東京の鳥K アカコッコ
鳥を見始めた頃,昔のどこどこは良かったという様な話をする人に対し深い憤りをおぼえた.その良かった昔を守るためになにをしたというのか.どうしてそれを我々の世代に残してくれなかったのか,と.今自分自身振り返ってどうだろうか.あらゆる自然がすさまじい勢いで破壊される様を,何もできないままに見続けてきたに過ぎない.
そんな中,昔ながらの良さを保っていて皆に勧められる数少ない場所として三宅島がある.初めて私がこの島を訪れたのは1972年のことだ.原生林に囲まれた大路池で見たカラスバト,錆が浜近くの岩の上で見たイイジマムシクイ,陸地が苦手で夜中に木にぶつかってがさがさと落下するオオミズナギドリ.そしてなによりもアカコッコ.脇腹のオレンジ色が鮮やかなこの愛らしい名前をもつこの鳥を,木々の合間にいくらでも見ることができる.大きな建物も,りっぱな道路も,ネオンのまちもないが,自然と人間の生活とがほどよく調和したこの島にすっかり魅了された.
しかし,この平和の島も平穏無事ではいられなかった.もちろん米軍の夜間発着訓練場(NLP)建設の問題だ.地元住民の粘り強い闘いにより,とりあえず中断されて,一応の危機が回避されたのは何よりの僥倖である.

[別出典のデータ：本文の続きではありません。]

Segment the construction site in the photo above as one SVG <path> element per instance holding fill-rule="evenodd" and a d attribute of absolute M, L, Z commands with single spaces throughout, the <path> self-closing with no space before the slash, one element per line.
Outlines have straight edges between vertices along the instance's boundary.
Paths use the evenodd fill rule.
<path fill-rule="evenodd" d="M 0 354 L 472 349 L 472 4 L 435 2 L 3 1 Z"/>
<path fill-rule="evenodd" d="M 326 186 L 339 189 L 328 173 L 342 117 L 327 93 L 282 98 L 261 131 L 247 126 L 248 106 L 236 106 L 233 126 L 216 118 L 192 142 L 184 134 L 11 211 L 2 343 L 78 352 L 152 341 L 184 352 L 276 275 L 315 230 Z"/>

今年の夏もまたこの島を訪れた.都合7回目である.1983年の噴火でこの島の景観が一部で大きく変ってしまったが,今なおアカコッコのすむ自然はよく保全され,人々のゆったりとした暮らしぶりも変っていない.「昔はよかった」と言われないために,三宅島の人々は大変な苦労をしてきたことであろう.NLP問題で今なお警戒を緩めずにいる人々に声援を送りつつ,自分の問題,道路建設反対運動にさらに力を入れることを約束して,このシリーズを閉じたい.1年間ありがとうございました.